JAFTA dan IPB (2007) juga menyatakan hal yang sama mengenai kaitan topografi dan vegetasi dengan tingkat kerusakan akibat tsunami di Aceh pada tahun 2004. Jarak aliran tsunami di beberapa daerah di Aceh mengalami penurunan kecepatan karena topografi yang curam dan adanya pulau kecil. Beberapa daerah mengalami kerusakan parah karena langsung menghadap samudera Hindia dimana pusat gempa bumi terjadi dan vegetasi pantai yang sedikit yang menyebabkan gelombang tsunami dengan mudah memasuki daratan tanpa penghalang. Chandrasekar et al. (2005) menyatakan bahwa vegetasi menjadi garis awal pertahanan dalam mengendalikan inundasi. Tinggi gelombang tsunami mencapai maksimum pada pantai yang landai. Tsunami tertahan pada pantai yang terjal (Diposaptono dan Budiman 2006). Yulianto et al. (2008) juga menyebutkan untuk tsunami Pangandaran sebagian besar pohon terutama pohon kelapa tetap berdiri kokoh.

Kecamatan Kalipucang tercatat menunjukkan jumlah korban jiwa paling rendah. Berdasarkan pengamatan karakteristik kawasannya, wilayah ini didominasi oleh ketinggian yang tinggi dan kemiringan lereng beragam dan cenderung curam. Pantai merupakan pantai rata. Wilayahnya terhalang oleh Tanjung Pangandaran, sehingga pengaruh tsunami sudah berkurang ketika mencapai wilayah ini.

Kathiresan dan Rajendran (2005) melakukan studi di 18 dusun pantai sepanjang pantai tenggara India setelah tsunami di bulan Desember 2004 dengan melihat kembali pentingnya vegetasi mangrove pantai dan karakteristik lokasi yang didiami manusia untuk melindungi kehidupan dan kesejahteraan penduduk dari keganasan tsunami. Penelitiannya menyimpulkan agar permukiman penduduk berada lebih dari 1 km dari garis pantai di tempat yang tinggi, di belakang mangrove yang rapat dan atau vegetasi pantai lain.

79

Wilayah pantai Ciamis didominasi oleh wilayah dengan kemiringan lereng datar dan landai.
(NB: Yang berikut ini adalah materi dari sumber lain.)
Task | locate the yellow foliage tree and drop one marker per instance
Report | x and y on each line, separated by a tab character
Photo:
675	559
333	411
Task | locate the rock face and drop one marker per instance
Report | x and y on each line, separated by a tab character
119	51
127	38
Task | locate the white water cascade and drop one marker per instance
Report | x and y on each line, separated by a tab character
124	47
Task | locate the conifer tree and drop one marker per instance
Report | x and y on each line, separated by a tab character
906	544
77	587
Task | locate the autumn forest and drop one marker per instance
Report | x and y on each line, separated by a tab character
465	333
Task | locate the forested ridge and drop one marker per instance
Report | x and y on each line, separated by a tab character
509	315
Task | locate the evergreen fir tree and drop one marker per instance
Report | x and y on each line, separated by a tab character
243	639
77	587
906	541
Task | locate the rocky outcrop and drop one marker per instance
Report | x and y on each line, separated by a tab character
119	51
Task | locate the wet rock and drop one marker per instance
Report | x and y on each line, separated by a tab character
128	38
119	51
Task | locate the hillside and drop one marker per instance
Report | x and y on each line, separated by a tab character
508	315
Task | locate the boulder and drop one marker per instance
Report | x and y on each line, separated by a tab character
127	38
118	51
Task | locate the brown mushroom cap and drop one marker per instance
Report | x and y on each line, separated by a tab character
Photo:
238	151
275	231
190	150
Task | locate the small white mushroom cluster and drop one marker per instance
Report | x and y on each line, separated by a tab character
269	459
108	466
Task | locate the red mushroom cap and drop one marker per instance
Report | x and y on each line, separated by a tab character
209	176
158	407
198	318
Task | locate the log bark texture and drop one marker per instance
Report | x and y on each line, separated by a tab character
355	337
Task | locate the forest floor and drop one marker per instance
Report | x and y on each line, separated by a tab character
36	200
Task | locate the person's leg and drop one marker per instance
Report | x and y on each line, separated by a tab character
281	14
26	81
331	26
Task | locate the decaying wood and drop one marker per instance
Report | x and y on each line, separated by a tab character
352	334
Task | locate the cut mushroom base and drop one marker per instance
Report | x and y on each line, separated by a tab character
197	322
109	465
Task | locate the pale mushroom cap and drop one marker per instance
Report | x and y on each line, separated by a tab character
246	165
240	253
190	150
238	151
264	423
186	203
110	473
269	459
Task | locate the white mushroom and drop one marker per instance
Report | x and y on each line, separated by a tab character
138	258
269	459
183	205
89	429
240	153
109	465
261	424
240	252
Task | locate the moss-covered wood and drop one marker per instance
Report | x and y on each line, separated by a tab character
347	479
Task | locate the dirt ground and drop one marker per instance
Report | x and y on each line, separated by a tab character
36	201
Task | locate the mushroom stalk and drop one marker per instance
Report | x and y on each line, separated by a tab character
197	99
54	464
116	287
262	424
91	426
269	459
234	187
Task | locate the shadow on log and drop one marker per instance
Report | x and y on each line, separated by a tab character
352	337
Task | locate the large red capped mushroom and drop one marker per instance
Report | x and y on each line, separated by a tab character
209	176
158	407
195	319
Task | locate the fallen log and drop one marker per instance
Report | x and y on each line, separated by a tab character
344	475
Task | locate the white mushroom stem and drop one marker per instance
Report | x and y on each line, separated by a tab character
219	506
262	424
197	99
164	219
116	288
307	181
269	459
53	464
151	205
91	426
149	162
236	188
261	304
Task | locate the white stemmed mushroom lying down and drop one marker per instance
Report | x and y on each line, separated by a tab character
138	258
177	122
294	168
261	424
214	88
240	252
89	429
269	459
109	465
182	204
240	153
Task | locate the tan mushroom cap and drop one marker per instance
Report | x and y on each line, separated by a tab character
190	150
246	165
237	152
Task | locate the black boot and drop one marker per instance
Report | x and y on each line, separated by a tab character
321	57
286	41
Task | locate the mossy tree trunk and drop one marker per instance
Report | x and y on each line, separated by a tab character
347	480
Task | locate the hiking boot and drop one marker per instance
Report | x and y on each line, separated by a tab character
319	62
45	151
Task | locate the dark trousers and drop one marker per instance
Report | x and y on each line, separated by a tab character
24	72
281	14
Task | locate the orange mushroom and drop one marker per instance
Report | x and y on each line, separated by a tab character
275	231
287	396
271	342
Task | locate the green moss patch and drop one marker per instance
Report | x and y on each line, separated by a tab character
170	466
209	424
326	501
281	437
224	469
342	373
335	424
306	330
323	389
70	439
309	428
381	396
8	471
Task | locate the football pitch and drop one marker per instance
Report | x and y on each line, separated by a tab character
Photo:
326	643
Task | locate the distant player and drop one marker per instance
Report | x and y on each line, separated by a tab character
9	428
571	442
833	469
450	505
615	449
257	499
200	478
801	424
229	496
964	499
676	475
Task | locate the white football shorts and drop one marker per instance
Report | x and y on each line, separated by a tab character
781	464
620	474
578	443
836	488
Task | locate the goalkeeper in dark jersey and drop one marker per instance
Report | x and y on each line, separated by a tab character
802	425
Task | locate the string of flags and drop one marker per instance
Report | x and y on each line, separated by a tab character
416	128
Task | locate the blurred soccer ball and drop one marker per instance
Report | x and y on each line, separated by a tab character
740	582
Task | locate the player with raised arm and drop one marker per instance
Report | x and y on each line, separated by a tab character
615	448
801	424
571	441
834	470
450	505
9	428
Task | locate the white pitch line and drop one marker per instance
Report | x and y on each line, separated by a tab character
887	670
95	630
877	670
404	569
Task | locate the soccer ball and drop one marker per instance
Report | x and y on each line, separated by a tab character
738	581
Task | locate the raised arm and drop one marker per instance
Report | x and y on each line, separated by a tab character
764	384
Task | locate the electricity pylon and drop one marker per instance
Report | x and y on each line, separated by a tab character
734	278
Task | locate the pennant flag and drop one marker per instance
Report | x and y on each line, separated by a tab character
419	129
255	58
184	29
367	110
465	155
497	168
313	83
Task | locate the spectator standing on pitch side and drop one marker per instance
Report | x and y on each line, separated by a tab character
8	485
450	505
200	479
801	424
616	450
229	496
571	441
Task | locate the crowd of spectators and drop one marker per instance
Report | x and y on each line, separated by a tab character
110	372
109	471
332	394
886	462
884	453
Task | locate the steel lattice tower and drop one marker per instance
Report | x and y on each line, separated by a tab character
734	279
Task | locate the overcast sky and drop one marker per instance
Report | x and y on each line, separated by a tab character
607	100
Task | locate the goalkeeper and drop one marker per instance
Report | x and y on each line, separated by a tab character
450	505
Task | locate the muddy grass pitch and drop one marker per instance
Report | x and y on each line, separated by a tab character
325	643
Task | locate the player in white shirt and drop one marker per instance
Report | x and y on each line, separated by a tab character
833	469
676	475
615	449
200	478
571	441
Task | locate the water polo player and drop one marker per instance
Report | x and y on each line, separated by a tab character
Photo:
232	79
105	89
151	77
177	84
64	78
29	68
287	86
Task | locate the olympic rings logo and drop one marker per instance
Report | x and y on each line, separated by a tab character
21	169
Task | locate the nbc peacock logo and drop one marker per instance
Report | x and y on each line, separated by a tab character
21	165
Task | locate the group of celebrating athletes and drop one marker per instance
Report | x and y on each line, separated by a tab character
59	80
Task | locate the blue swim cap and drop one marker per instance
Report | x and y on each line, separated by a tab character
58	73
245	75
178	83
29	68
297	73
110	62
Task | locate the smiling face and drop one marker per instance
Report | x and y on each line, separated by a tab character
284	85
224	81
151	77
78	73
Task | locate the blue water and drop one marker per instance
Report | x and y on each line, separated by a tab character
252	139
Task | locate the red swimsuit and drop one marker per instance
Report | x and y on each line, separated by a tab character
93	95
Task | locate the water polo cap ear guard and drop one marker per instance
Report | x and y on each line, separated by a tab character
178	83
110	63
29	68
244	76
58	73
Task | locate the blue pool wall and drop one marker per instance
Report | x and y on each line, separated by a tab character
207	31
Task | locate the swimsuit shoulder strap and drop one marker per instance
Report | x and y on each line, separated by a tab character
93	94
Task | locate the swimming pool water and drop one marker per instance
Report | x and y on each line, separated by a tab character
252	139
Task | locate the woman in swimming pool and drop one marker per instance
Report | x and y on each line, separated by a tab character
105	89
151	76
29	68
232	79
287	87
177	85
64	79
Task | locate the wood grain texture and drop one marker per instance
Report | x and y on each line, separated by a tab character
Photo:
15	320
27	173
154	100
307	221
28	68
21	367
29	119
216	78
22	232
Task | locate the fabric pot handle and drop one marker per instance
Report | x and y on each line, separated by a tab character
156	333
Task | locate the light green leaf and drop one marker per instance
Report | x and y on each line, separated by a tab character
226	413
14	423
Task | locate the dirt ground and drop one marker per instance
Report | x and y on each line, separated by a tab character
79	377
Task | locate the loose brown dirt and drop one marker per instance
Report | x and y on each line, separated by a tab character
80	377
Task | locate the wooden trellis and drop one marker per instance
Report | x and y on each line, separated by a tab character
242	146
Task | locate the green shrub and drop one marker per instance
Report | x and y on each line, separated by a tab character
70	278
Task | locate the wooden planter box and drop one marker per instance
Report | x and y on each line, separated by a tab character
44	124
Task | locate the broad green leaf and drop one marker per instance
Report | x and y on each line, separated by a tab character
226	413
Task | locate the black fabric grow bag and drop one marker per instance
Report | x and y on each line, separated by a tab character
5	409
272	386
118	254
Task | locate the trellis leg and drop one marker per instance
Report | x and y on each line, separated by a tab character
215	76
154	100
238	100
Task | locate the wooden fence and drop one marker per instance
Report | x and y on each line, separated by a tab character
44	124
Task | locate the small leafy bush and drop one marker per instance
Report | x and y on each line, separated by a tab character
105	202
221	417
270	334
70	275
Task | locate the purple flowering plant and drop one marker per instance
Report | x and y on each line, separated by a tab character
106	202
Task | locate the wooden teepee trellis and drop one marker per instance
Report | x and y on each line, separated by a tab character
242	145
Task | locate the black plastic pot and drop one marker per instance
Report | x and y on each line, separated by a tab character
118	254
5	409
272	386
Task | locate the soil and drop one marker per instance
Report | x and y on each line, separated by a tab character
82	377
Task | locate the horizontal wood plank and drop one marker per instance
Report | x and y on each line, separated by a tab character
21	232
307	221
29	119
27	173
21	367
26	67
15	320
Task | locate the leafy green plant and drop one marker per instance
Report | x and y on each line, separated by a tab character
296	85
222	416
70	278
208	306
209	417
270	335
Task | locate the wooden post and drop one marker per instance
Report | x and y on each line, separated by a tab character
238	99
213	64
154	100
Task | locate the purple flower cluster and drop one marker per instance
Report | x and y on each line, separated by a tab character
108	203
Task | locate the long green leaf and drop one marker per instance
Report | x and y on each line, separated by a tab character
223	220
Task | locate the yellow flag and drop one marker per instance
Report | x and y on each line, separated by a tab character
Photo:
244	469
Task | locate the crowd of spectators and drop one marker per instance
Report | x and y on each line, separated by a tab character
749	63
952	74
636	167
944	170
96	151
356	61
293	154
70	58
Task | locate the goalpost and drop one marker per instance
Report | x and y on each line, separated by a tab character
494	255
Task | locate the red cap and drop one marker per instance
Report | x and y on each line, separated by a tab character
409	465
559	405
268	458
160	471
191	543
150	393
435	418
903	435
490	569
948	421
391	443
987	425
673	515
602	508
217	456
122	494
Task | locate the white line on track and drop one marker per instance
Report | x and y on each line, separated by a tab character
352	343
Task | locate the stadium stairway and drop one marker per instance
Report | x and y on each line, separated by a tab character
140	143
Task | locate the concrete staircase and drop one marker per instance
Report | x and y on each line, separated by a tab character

Sebagian besar wilayah pantai memiliki ketinggian tempat yang rendah. Wilayah pesisir pantai khususnya wilayah Pangandaran didominasi lahan pasir kosong dan permukiman serta bervegetasi jarang. Sebagain besar wilayah pantai Ciamis memiliki pantai rata dan lekuk serta sedikit berbentuk gergaji. Jika gelombang tsunami datang wilayah ini beresiko mengalami genangan yang luas.